Photo courtesy Wikimedia Commons
Jonathan Wolfe contributed reporting to this story.
Israel Rodrigues Rubio is one of 30 DREAMers –undocumented youth brought to the US as children – who crossed the border on September 30th, 2013 as an act of civil disobedience organized by the National Immigrant Youth Alliance. He grew up in Durham, Nort Carolina and is a graduate of Columbia University. Despite all his successes, Israel’s undocumented status limited him in pursuing his dreams. By 2011, being a couple of months away from graduation, Israel settled on leaving for Mexico. In Mexico City, Israel had trouble integrating into a society he barely knew and was surrounded by increasing violence and political instability. In 2013 He decided he wanted to return to his family in the US.

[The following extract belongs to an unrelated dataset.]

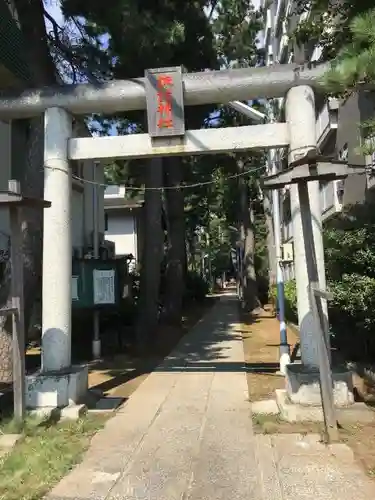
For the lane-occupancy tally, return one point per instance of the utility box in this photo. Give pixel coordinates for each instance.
(287, 252)
(96, 284)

David Wolfe Leopold is the founder and principal of David Wolfe Leopold & Associates Co. LPA. Mr. Leopold is the past president of the Washington, D.C.-based American Immigration Lawyers Association (AILA www.aila.org), the premier bar association of immigration lawyers and professors in the U.S. He has served as AILA’s top liaison to the Department of Homeland Security’s key enforcement bureaus and co-founded the American Immigration Council’s Litigation Institute, a hands-on continuing legal education program focused on federal immigration litigation.
Gabriela Flora is the Regional Project Voice Organizer of the American Friends Service Committee, Colorado. The organization is part of the Colorado Immigrant Rights Coalition, which succeeded in its fight to repeal SB-90, Colorado’s copycat Arizona-style show-me-your-papers law in 2012. In 2013 the Coalition had another victory – the approval of a law allowing for undocumented immigrants to access drivers’ licenses.
Pablo Alvarado is an immigrant worker from El Salvador. In 2002, Alvarado became the national coordinator of the newly created National Day Laborer Organizing Network (NDLON), currently a collaboration of about three dozen community-based day laborer organizations. Under his guidance, NDLON works with local governments to help establish worker centers to move job seekers into places of safety.